From: "Alan Woodcock" <alan.woodcock@-----.fr>
Subj: Re: [kl] Cylinders vs. Cones
Date: Wed, 26 Mar 2003 02:51:38 -0500

My point (well, Mr Ferron's point, actually) was that not all cones overblow
at the octave, and most cones hardly overblow at all. (In fact, they hardly
blow).

Mr Ferron was not proposing that non-overblowing cones are useful,
he was just demonstrating their existance and explaining why.
I thought this relevant in the context.

Maybe everybody but me had already understood this. Still, it leaves me
perplexed. Who first discovered the "right" cone that made octaves
possible?
Surely not a theoretician ! Since discovering the right cone by trial
and error seems a difficult job, why was the cylindrical clarinet "invented"
after the oboe ?

Sorry if this thread is over by the time you get this; I'm another of those
people who cannot read their mail in real time.

Alan

----- Original Message -----
From: "B. Rite" <b1rite@-----.net>
Subject: Re: [kl] Cylinders vs. Cones

<><> Alan Woodcock wrote:
50 + 55 = 105 Hz
150 + 55 = 205 Hz
250 + 55 = 305 Hz etc

"The instrument will be mistuned and difficult to play [snip] So in
summary: Not all cones overblow at the octave.

I guess I miss the point here. It is possible (and usually
inescapable) to build any instrument a bit out of tune because of
physical practicalities. End effects do exist because an instrument
cannot be infinitely long (in the real world), air has inertia, a
mouthpiece cannot be perfectly conical or cylindrical, the reed or
player's breath creates an "elastic" boundary, etc etc etc.

Many instruments have intentional 'restrictions' (narrowing of bore)
even though, by definition) this violates a perfect cylinder or cone.
These restrictions are necessary in order to cope with a mouthpiece's
"irregular" shape. to cope with the "elastic" boundary, etc etc etc.

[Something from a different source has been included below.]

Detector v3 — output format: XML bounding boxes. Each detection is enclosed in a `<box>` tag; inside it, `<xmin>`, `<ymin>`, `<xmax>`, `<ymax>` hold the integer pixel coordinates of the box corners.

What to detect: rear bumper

Clearly the principle of "octave or twelfth" can be violated in many
ways. The topic of this thread has been to examine one particular
violation (combination of violations, actually) which --- as it turns
out --- also destroys much of the instrument's otherwise playable scale.
It's questionable, therefore, whether you can even call a device with
this particular violation(s) an "instrument" at all.